In a first phase of the interview, the filmmakers talked about their beginnings in filmmaking and how over time this art became their life. From Juan Carlos Rulfo, who started in cinema without knowing many of the technical aspects, up to Roberto Fiesco, who began as a producer and was always passionate about the history of cinema and obsessive with details, all three emphasized the importance of their paternal figure as well as the amazement of the infant that gets caught up in the fantasy of films. They also remembered that they began filming at a time when there was much less production of film in Mexico.
Then they talked about working in a format they weren’t very familiar with. The focus of the discussion centered on breaking with the frame scheme that cuts and skews the viewer’s gaze guided by the director’s ideas. The question of the frame that disappears when filming in 360 resulted in a conversation about the changes in the filming processes, because the planes, angles and camera positions do not have the same weight since, although the director raises points of interest, the viewer himself can choose where to look, which turns him into a sort of director of photography. All three agreed that they joined the project as a method of learning because they didn’t understand Virtual Reality in the slightest and felt that the challenge could be stimulating.

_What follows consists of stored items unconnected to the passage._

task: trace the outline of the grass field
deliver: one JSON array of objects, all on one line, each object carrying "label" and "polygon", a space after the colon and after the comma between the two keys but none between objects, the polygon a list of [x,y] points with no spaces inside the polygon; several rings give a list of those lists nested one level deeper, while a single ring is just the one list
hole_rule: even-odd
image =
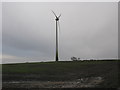
[{"label": "grass field", "polygon": [[[97,88],[117,88],[118,60],[59,61],[2,65],[3,88],[13,87],[10,81],[75,81],[80,78],[102,77]],[[119,74],[120,75],[120,74]],[[19,88],[19,87],[18,87]]]}]

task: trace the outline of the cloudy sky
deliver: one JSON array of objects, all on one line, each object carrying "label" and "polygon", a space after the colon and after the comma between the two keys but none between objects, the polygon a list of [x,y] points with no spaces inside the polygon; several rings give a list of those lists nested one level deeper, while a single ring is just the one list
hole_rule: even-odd
[{"label": "cloudy sky", "polygon": [[55,17],[60,13],[59,57],[118,57],[117,2],[4,2],[2,62],[53,61]]}]

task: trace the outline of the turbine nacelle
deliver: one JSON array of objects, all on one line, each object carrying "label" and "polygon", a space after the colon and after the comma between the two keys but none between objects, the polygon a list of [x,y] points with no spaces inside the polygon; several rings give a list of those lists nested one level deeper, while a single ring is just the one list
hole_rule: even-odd
[{"label": "turbine nacelle", "polygon": [[[53,12],[53,11],[52,11]],[[59,16],[57,16],[54,12],[53,12],[53,14],[55,15],[55,17],[56,17],[56,21],[59,21],[59,18],[60,18],[60,16],[61,16],[61,14],[59,15]]]},{"label": "turbine nacelle", "polygon": [[59,18],[56,18],[55,20],[56,20],[56,21],[58,21],[58,20],[59,20]]}]

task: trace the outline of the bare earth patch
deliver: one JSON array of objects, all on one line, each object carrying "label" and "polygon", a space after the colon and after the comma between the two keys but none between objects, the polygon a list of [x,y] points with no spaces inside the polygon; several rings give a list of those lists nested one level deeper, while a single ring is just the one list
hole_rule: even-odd
[{"label": "bare earth patch", "polygon": [[80,78],[74,81],[9,81],[3,82],[6,88],[88,88],[103,82],[102,77]]}]

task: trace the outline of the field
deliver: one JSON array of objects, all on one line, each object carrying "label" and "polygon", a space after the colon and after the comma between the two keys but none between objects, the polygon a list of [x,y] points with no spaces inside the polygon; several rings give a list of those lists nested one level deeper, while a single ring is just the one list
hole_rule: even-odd
[{"label": "field", "polygon": [[118,88],[118,60],[2,65],[5,88]]}]

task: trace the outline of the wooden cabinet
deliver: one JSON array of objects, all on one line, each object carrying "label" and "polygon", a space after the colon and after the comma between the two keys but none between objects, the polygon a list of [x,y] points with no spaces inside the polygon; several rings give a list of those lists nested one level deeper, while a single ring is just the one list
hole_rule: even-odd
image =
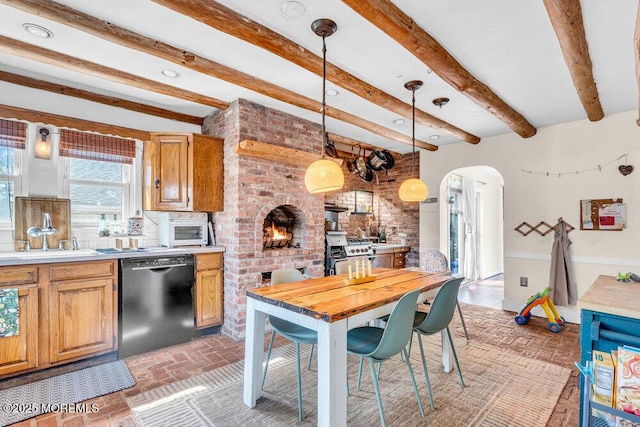
[{"label": "wooden cabinet", "polygon": [[192,133],[152,133],[144,144],[144,209],[223,209],[223,140]]},{"label": "wooden cabinet", "polygon": [[20,328],[0,338],[0,377],[117,347],[116,261],[7,266],[0,288],[17,288]]},{"label": "wooden cabinet", "polygon": [[222,324],[223,317],[222,253],[196,255],[194,295],[196,328]]},{"label": "wooden cabinet", "polygon": [[396,248],[393,252],[393,268],[404,268],[405,265],[405,255],[409,252],[409,248],[407,246],[403,246],[401,248]]},{"label": "wooden cabinet", "polygon": [[115,264],[52,265],[49,274],[49,361],[114,350]]},{"label": "wooden cabinet", "polygon": [[0,268],[0,289],[18,290],[18,335],[0,338],[0,376],[38,364],[38,270],[35,267]]},{"label": "wooden cabinet", "polygon": [[409,252],[409,247],[379,246],[374,251],[376,257],[373,259],[373,267],[404,268],[405,254]]}]

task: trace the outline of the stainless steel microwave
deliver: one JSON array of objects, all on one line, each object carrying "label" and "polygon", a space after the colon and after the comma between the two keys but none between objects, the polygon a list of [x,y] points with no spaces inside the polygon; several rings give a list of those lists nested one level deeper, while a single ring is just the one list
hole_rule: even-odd
[{"label": "stainless steel microwave", "polygon": [[159,212],[158,241],[160,246],[207,246],[208,220],[205,212]]}]

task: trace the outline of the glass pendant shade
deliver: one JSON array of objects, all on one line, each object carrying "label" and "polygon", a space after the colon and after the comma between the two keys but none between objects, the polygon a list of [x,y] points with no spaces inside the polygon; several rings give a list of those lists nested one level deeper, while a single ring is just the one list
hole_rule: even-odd
[{"label": "glass pendant shade", "polygon": [[418,178],[409,178],[402,183],[398,194],[403,202],[421,202],[429,195],[429,189]]},{"label": "glass pendant shade", "polygon": [[344,186],[344,173],[336,162],[322,158],[309,165],[304,174],[304,185],[309,193],[338,190]]}]

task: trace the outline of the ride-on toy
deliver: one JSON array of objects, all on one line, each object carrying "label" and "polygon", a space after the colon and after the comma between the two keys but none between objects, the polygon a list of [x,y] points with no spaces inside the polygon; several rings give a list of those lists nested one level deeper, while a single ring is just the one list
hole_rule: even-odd
[{"label": "ride-on toy", "polygon": [[551,332],[560,332],[560,326],[564,325],[564,317],[560,316],[556,311],[556,307],[551,301],[549,292],[551,288],[547,287],[544,291],[538,292],[535,295],[531,295],[524,305],[524,308],[520,310],[520,313],[515,317],[515,321],[518,325],[524,325],[531,317],[531,309],[537,305],[541,305],[544,312],[549,319],[549,330]]}]

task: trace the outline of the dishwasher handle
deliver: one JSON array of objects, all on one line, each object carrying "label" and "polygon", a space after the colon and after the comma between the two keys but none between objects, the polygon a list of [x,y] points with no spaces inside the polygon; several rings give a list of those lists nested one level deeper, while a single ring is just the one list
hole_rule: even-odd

Finally, there was a round of questions and answers that demonstrated the great interest and the many doubts that the short films generated in its spectators who congratulated the directors, asked them about technical issues like the editing and audio recording. In this last segment of the conference, both the audience and the press and filmmakers agreed on the interesting aspect of the spherical image that multiplies the number of existing stimuli, leading to the immersive experience of being present in the place, being an accomplice of the event and paying attention to every detail of the environment.
The conference ended with Sarah Hoch thanking the filmmakers for being part of the Ópera Orbis project, inviting filmmakers to join this project that, while just beginning, promises to appear soon in different film festivals around the world, as well as being a breakthrough way of making films that will undoubtedly become more frequent in the industry.